Scalable Semantic Search-S3

Subhadip Paul
Walmart Global Tech Blog
6 min readAug 22, 2023

A Lightweight library for carrying out real time semantic search

Image_source

Introduction

Text search can be of two types — syntactic and semantic. Semantic search captures the meaning of a given text (query) by understanding the meaning and finds contextually similar results. Searching for semantically matching results from a large corpus of text is incredibly challenging because this cannot be achieved by keyword search alone. It requires calculating similarity of vector embeddings of high dimensions. Achieving this in real-time for millions of documents is algorithmically complex and computationally challenging. Amount of memory required to store this huge embedding corpus is an additional obstacle. Consequently we developed a python library in-house to solve for both scale and efficiency problems with semantic search. In this blog we present “S3”, a lightweight package which can perform searches across millions of documents in real time. It also takes care of memory usage by applying efficient dimensionality reduction techniques on vector embeddings while preserving contextuality of the documents. This blog discusses in depth the algorithmic and mathematical approach of the library.

Algorithm

Fig1: Algorithmic flowchart of the library
Fig1: Algorithmic flowchart of the library

Vectorize the Data — The raw text of the corpus needs to be converted to vectors to be able to do a semantic search. The input data corpus is cleaned by removing leading and trailing whitespaces, punctuation and converted to lower- case. The cleaned text is then converted to fixed length vectors using transformer-based language models like SBERT. Each document is converted to vectors of length 384. Users can leverage any model from huggingface to accomplish this task by specifying the name in parameter model_path

Random Projection — The corpus size can run into millions and since each document is 384-dimension length, storing the data and processing the same becomes challenging. To reduce this overhead we apply a dimensionality reduction technique. This reduces the dimension of the embeddings from 384 to specified number of dimension d. We initialise a gaussian random projection matrix of shape 384 x d. Each embedding is multiplied with the projection matrix to get a new vector of length d. In Random projection (RP), original high dimension data is projected to low dimension subspace by a random matrix having column of unit length. RP has been found to be accurate yet computationally less intensive. The dimensions and distribution of random projections matrices are controlled to preserve the pairwise distances between any two samples of the dataset. Thus, random projection is a suitable approximation technique for distance-based methods. projected_dim parameter can be specified to get desired number of reduced dimension vectors. There is a trade-off between amount of memory required for storing the embeddings vs accuracy of the contextual meaning of those embeddings. The projection matrix can be stored using parameter projection_matrix_path . Single Projection Matrix must be created for every index.

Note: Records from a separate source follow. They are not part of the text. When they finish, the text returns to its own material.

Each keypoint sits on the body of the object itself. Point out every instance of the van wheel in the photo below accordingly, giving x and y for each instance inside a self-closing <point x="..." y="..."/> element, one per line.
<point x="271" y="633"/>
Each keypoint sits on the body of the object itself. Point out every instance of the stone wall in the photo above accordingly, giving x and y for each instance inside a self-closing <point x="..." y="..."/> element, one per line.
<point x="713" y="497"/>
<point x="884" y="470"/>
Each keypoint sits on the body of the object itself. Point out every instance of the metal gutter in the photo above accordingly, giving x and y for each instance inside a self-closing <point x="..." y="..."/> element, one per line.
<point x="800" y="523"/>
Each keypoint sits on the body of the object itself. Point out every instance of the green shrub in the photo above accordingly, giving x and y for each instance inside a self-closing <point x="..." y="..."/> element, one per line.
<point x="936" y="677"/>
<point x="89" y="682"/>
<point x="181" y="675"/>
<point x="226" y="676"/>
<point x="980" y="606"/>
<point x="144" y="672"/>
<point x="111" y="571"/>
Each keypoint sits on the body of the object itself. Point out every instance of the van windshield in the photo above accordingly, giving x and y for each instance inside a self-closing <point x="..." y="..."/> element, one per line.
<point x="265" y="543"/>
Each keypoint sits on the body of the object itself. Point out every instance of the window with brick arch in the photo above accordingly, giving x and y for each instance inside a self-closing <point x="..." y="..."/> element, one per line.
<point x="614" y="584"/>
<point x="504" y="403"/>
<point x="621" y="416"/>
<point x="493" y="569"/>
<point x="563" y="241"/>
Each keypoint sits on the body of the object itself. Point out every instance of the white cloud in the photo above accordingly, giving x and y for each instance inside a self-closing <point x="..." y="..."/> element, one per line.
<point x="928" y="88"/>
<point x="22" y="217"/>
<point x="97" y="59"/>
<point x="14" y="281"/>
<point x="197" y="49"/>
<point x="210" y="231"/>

Indexing the Data — We have used Annoy to index our text embeddings. Annoy is a data structure which builds large number of trees which partition the entire memory space into homogeneous sub space. This is done by taking any two random data points and generating a hyperplane which is equidistant to these points. This hyperplane will divide the entire space into two subspaces. This partitioning will continue until met with a stopping criteria like minimum number of data points in a node. The main idea is items which are similar will belong to either same node or will be situated nearby in the same space. This partitioning of space into subspace results in a hierarchical binary tree with a root. n_trees parameter specifies the number of trees to be constructed. The trade-off here is accuracy vs response time to search a query. index_save_path provides the path to save the created index file.

Fig 2: Tree based annoy index of a corpus

Mapping of Meta Data — The Index file created in previous step now contains only low dimension projected vectors. In order to return the actual text as a search result we need to have a mapping between index and text. Our library takes care of this by creating a serialised mapping object between vector index and actual text. map_dict_path parameter can be used to specify the location for storing the mapping object.

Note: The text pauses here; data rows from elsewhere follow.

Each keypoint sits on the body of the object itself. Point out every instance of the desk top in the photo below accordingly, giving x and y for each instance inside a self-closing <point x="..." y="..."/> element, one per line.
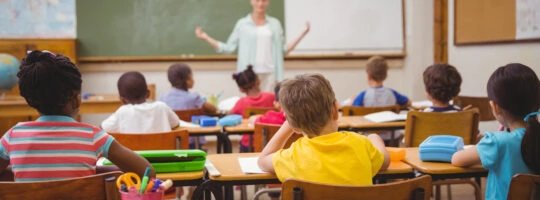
<point x="229" y="167"/>
<point x="413" y="158"/>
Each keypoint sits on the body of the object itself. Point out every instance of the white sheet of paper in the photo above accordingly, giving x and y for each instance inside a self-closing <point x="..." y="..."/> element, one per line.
<point x="249" y="165"/>
<point x="386" y="116"/>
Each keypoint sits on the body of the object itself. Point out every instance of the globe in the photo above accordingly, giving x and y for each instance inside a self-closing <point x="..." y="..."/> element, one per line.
<point x="9" y="65"/>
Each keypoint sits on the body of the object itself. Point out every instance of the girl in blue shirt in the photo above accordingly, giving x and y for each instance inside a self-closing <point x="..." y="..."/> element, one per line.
<point x="514" y="94"/>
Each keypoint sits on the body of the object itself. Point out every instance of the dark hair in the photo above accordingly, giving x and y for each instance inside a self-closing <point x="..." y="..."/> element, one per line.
<point x="246" y="79"/>
<point x="377" y="68"/>
<point x="516" y="89"/>
<point x="178" y="75"/>
<point x="48" y="81"/>
<point x="276" y="90"/>
<point x="132" y="87"/>
<point x="442" y="81"/>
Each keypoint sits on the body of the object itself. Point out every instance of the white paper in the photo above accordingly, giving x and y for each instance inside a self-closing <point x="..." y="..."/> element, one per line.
<point x="385" y="116"/>
<point x="249" y="165"/>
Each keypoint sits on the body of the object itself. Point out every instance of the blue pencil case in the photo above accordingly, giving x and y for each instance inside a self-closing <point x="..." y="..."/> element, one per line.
<point x="230" y="120"/>
<point x="440" y="148"/>
<point x="203" y="120"/>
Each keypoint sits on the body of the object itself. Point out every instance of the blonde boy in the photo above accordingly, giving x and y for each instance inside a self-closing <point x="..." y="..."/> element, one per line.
<point x="323" y="155"/>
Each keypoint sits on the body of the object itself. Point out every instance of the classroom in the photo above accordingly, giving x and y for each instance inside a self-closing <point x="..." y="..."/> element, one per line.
<point x="426" y="32"/>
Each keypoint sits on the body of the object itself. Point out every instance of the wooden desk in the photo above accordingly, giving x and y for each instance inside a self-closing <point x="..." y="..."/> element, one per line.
<point x="440" y="170"/>
<point x="231" y="173"/>
<point x="14" y="106"/>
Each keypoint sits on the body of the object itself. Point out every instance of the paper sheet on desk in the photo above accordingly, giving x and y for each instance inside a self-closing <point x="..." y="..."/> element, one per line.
<point x="249" y="165"/>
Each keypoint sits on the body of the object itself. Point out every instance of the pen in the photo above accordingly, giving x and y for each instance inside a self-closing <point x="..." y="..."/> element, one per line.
<point x="144" y="181"/>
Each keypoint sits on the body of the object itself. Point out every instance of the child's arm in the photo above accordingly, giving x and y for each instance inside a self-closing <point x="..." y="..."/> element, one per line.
<point x="128" y="161"/>
<point x="466" y="157"/>
<point x="379" y="144"/>
<point x="209" y="108"/>
<point x="276" y="143"/>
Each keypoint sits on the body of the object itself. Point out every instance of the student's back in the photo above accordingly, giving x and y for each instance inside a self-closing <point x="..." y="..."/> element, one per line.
<point x="55" y="146"/>
<point x="137" y="115"/>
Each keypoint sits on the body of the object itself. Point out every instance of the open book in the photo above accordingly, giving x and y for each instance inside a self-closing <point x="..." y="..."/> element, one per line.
<point x="386" y="116"/>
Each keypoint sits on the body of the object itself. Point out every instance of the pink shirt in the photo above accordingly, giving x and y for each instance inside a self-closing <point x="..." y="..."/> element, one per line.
<point x="264" y="99"/>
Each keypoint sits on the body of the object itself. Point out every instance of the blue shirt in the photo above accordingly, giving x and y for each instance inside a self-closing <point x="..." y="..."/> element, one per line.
<point x="379" y="97"/>
<point x="179" y="99"/>
<point x="244" y="37"/>
<point x="500" y="153"/>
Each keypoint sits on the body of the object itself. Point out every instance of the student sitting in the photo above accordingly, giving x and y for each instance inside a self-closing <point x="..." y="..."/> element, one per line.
<point x="179" y="98"/>
<point x="55" y="146"/>
<point x="248" y="83"/>
<point x="442" y="82"/>
<point x="311" y="109"/>
<point x="514" y="96"/>
<point x="137" y="115"/>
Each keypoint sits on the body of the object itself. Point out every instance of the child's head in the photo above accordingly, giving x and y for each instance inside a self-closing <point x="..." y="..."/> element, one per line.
<point x="277" y="105"/>
<point x="514" y="94"/>
<point x="132" y="88"/>
<point x="308" y="102"/>
<point x="247" y="79"/>
<point x="377" y="68"/>
<point x="180" y="76"/>
<point x="50" y="83"/>
<point x="442" y="82"/>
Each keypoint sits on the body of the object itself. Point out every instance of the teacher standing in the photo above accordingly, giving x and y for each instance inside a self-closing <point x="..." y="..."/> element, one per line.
<point x="260" y="42"/>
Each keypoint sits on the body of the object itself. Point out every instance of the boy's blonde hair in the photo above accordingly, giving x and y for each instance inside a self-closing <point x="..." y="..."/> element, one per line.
<point x="307" y="101"/>
<point x="377" y="68"/>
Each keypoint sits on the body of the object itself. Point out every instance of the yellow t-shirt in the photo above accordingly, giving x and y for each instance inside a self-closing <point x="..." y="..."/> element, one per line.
<point x="337" y="158"/>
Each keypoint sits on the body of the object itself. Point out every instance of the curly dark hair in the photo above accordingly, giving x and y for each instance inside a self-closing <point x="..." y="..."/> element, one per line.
<point x="178" y="75"/>
<point x="246" y="79"/>
<point x="442" y="81"/>
<point x="48" y="81"/>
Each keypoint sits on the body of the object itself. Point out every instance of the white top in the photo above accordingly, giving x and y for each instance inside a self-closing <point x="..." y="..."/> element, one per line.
<point x="263" y="61"/>
<point x="149" y="117"/>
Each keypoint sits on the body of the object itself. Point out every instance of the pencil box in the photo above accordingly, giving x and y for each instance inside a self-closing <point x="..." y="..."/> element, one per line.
<point x="203" y="120"/>
<point x="440" y="148"/>
<point x="184" y="160"/>
<point x="230" y="120"/>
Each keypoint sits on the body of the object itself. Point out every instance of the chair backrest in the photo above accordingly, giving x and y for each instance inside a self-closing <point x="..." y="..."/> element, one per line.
<point x="175" y="139"/>
<point x="524" y="186"/>
<point x="263" y="133"/>
<point x="256" y="111"/>
<point x="185" y="115"/>
<point x="482" y="103"/>
<point x="361" y="110"/>
<point x="417" y="188"/>
<point x="421" y="125"/>
<point x="99" y="186"/>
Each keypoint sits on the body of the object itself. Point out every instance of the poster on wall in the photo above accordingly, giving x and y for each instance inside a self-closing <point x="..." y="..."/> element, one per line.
<point x="37" y="19"/>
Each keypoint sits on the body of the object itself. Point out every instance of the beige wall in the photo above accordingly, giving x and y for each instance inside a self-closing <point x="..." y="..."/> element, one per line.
<point x="347" y="77"/>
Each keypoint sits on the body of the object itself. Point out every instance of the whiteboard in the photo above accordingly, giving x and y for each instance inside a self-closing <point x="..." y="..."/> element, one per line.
<point x="345" y="26"/>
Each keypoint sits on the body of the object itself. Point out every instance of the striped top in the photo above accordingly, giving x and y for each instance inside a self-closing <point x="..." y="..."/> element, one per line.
<point x="52" y="148"/>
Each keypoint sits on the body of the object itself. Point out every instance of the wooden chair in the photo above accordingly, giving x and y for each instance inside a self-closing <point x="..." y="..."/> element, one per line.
<point x="185" y="115"/>
<point x="416" y="188"/>
<point x="482" y="103"/>
<point x="175" y="139"/>
<point x="361" y="110"/>
<point x="99" y="186"/>
<point x="524" y="186"/>
<point x="256" y="111"/>
<point x="420" y="125"/>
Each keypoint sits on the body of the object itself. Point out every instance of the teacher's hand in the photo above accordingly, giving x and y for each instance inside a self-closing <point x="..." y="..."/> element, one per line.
<point x="200" y="33"/>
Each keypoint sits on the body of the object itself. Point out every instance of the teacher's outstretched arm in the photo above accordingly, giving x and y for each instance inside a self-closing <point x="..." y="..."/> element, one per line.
<point x="203" y="36"/>
<point x="293" y="44"/>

Building Index — Build index from the raw text files by converting to vectors and create a mapping file between raw text and index

Adding Items to Existing Index — New texts can be added to the already created index. Once added the texts become searchable for any incoming query.

Searching the Index — The Index created can now be used to search for semantically similar items in real time.

Installation:-

pip install https://repository.walmart.com/content/repositories/pangaea_releases/com/ebs/nextech/cerebro/semantic_search/1.0.20-py3-none-any/semantic_search-1.0.20-py3-none-any.whl

Specify the configuration file: -

The Configuration file is a schema design for specifying multiple parameters needed to vectorise data and build an index

from semantic_search.algorithm.schema import SearchConfiguration
search_conf = SearchConfiguration(
model_protocol = 'file', #'file' for running in local setup else 'abfs' for azure run
model_credentials = {}, #Dictionary of Azure blob credentials {account_name:account_key}
model_path = 'ms-marco-MiniLM-L-6-v2.tar.gz', #Sentence Transformer Model name for text encoding
model_type = 'biencoder', ##Type of model, Accepts 'biencoder' and 'crossencoder'
projection_matrix_path = '/random_projection_matrix', #Path to save the random proj. matrix generated **
projected_dim = 64, #Dimentions of random projection matrix
input_file_path = 'input.csv', #File path of input data in csv format
index_file_protocol = 'file', #'file' for running in local setup else 'abfs' for azure run
index_file_credentials = {}, #Dictionary of Azure blob credentials {account_name:account_key}
index_save_path = 'test_index', #Path to save indexed data
map_dict_path = 'map_dict', #Path to save mappings of data with its respective indexes
top_n = 5, #Number of search results to be retrieved
n_trees = 100#Number of annoy index trees to be created. Default, set it to 100 ***
)

Building Index:-

import semantic_search.algorithm.utilities as utils 
utils.create_index(search_conf) #Pass search configuration object</i>

Search Index:-

import semantic_search.algorithm.utilities as utils 
query = "Placeholder for search query"
utils.search(query, search_conf)#Passing query to be searched and search configuration object

Adding Items to Existing Index:-

import semantic_search.algorithm.utilities as utils 
add_str="Add this text to index"
utils.add_items(add_str, search_conf) #Passing str to be added to index and search configuration object

Performance of the Library

For identifying the performance of our semantic search Library, we have deployed the library as a microservice and used Locust, a scalable load testing framework in python, and benchmarked our API performances for various parameters as mentioned in the tables discussed below. As per these tests, API can handle around ~ 34 requests/sec with a 6 cores machine and 6GB memory.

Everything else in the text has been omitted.